Continuing the discussion from Vintage JMGreer essay - this week - on:
No. What I thought - but this was five years ago, and of course I may have been off-beam in my reading of him - was that he used the word progress in a systematically ambiguous way.
How does one read Greer without becoming demoralised?
Posted by Twirlip on October 29, 2015, 7:32 pm, in reply to “>Sudden< six-foot-plus sea-level rise, anyone? -”
–Previous Message–
Mentioned in today’s Archdruid Report post, with handy links:
http://thearchdruidreport.blogspot.co.uk/2015/10/the-patience-of-sea.html
I read a dozen or so of his blog articles (and the many hundreds of comments attached thereto), a couple of years ago, but I stopped. I think the reason I stopped reading him was that he seemed to treat any mention of “progress” as if this necessarily meant continuing to consume finite resources in an impossible, never-ending quest to make everything bigger and better - in a material, technical sense. But surely some of us, even if not all of us, often or even usually mean the word “progress” in a moral sense. Moreover, we do also do not blandly or blindly assume that moral progress is some sort of inevitable historical development, with our particular civilisation (unlike any other in history) going on forever. Surely we recognise that progress occurs, if it occurs at all, only as a result of a struggle. Does Greer ever say anything about this? I read this article (and the October 7 one, containing much discussion the comments section about Naomi Klein’s latest book), but I continue to get the impression that he seems to float serenely in some realm detached from most of the political questions that should concern any thinking person. Everything he writes seems to come across as one massive sneer, a sneer at almost all ordinary human concerns, inasmuch as they try to express themselves in social change. (Except, I vaguely imagine, for the massive change of everybody starting to live in small rural communities, acquiring skills in sustainable technology, and practising various Bardic arts. All well out of my reach, I’m afraid. But perhaps not what he means at all.) He positively seems to welcome collapse, just because (admittedly on rational, scientific grounds) he believes it to be inevitable. On its supposed (and very plausible) inevitability, I cannot argue with him. (At least not until I have read The Long Descent .) But why the serenely welcoming, inhuman, mocking tone? What happened to “Do not go gentle into that good night / Old age should burn and rave at close of day / Rage, rage against the dying of the light”? Surely I’m being unfair, but where in his writings should I go to be corrected?

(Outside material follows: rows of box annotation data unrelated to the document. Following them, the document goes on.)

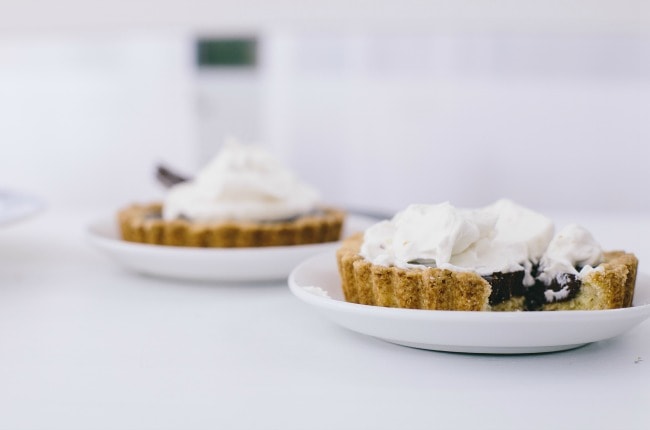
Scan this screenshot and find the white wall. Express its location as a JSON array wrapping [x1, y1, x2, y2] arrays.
[[0, 32, 195, 207], [0, 0, 650, 211]]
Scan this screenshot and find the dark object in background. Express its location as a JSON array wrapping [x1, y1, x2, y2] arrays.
[[196, 37, 257, 68]]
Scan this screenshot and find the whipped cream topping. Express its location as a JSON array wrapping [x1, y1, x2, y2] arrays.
[[538, 224, 603, 285], [163, 141, 320, 221], [361, 199, 553, 285]]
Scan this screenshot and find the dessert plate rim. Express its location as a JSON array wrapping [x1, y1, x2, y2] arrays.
[[288, 250, 650, 354], [0, 188, 46, 226], [86, 215, 376, 283]]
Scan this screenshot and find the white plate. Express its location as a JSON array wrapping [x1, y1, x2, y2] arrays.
[[289, 251, 650, 354], [87, 215, 376, 282], [0, 190, 45, 225]]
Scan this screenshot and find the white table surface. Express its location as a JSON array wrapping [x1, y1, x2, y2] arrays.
[[0, 206, 650, 430]]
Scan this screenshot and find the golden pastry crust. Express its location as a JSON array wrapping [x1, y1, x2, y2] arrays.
[[336, 233, 492, 311], [117, 203, 345, 248], [336, 233, 638, 311], [542, 251, 639, 311]]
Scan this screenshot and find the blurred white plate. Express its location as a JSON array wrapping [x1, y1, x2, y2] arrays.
[[0, 190, 45, 226], [289, 251, 650, 354], [88, 215, 376, 282]]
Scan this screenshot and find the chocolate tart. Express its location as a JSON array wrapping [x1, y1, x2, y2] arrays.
[[117, 203, 345, 248], [336, 233, 638, 311]]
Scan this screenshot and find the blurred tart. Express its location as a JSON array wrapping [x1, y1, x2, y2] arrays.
[[117, 142, 345, 247]]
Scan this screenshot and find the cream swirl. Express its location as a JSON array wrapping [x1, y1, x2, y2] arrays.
[[538, 224, 603, 285], [361, 200, 553, 285], [163, 142, 319, 221]]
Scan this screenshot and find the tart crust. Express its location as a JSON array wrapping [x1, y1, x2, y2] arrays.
[[117, 203, 345, 248], [336, 233, 638, 311]]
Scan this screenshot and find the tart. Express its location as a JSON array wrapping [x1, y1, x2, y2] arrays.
[[336, 233, 638, 311], [117, 203, 345, 248], [336, 201, 638, 311]]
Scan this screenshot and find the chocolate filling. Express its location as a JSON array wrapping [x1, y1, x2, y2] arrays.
[[483, 265, 582, 311], [483, 270, 525, 306], [525, 273, 582, 311]]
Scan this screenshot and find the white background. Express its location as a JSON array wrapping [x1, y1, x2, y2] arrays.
[[0, 0, 650, 430], [0, 0, 650, 215]]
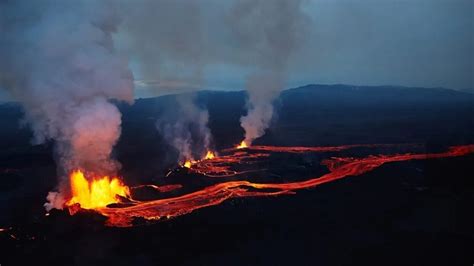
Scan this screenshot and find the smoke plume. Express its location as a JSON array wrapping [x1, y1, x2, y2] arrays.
[[156, 95, 211, 162], [228, 0, 307, 145], [0, 1, 133, 208], [117, 0, 211, 159]]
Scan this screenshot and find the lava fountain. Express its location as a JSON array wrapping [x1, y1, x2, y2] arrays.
[[66, 170, 130, 209], [237, 140, 249, 149]]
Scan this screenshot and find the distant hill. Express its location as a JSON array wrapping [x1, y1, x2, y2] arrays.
[[0, 85, 474, 151]]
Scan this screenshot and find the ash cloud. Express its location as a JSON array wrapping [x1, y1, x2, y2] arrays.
[[0, 1, 133, 208], [156, 95, 212, 163]]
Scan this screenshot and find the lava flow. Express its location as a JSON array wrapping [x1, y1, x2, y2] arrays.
[[66, 170, 130, 212], [182, 151, 216, 168], [237, 140, 249, 149], [81, 145, 474, 226]]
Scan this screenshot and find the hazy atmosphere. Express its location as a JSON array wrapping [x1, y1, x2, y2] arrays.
[[0, 0, 474, 100], [0, 0, 474, 266]]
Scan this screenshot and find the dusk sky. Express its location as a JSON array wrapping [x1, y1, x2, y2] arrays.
[[0, 0, 474, 100], [123, 0, 474, 97]]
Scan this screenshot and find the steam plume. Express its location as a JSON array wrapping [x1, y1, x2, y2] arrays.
[[156, 95, 211, 162], [122, 0, 211, 161], [0, 1, 133, 208], [228, 0, 307, 145]]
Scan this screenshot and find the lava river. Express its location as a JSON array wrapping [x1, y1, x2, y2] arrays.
[[81, 145, 474, 227]]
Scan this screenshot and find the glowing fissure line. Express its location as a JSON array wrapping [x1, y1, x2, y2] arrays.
[[98, 145, 474, 227]]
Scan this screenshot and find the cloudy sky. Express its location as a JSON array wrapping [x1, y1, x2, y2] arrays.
[[123, 0, 474, 96], [0, 0, 474, 99]]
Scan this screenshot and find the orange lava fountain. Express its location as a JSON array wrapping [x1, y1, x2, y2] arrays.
[[237, 140, 249, 149], [204, 151, 216, 160], [62, 144, 474, 227], [66, 170, 130, 209]]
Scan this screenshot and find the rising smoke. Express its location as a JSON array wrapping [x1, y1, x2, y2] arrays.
[[0, 1, 133, 208], [228, 0, 308, 145], [117, 0, 211, 162]]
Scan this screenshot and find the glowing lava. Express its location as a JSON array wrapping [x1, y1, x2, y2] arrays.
[[61, 144, 474, 227], [183, 161, 193, 168], [237, 140, 249, 149], [66, 170, 130, 209], [204, 151, 216, 160]]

Re: T, KEEP READING! Not only The Archdruid Report, but The Well of Galabes blog as well, plus all his
Posted by Twirlip on October 30, 2015, 12:13 pm, in reply to “T, KEEP READING! Not only The Archdruid Report, but The Well of Galabes blog as well, plus all his”
–Previous Message–
[…]
However, I’m afraid you’re going to have to go through the dark night of relinquishing the great modern Western myth of PROGRESS, before you can get emotionally easy with JM’s work. That myth is now dead, and needs to be discarded pronto.
I know! Blasphemy, innit!
Well, yes.
I’m not ignoring the rest of what you wrote, by the way (just because I snipped it). I do respect the man, of course. (I did make a fairly serious effort to get to grips with his blog, and I own a couple of his books.)
But I don’t think you have really addressed my point about his apparent insistence on interpreting the word “progress” only in a single way. And his dismissal of vast swathes of, well, “progressive” opinion still seems to me to be breathtakingly arrogant. I do admit that the man has something to be arrogant about; and (to reiterate) I’m not presuming to say he’s wrong in his positive beliefs, only in what he so magisterially dismisses as merely delusional.
Sure, there is what might reasonably be called a “religion of progress”, in the sort of sense he seems to mean, and I’m not dismissing anything he says about that. I expect he’s pretty much completely right about it. But in dismissing all talk of “progress”, in any sense whatsoever, how can he not be doing anything other than dismissing the entire project of the Left as if it were a delusion? Or, is he not so cavalierly dismissive of it as he appears to be, and if not, then where does he actually say so?
I don’t have an archive of any reply from you to that post, although I did keep your reply to the one before.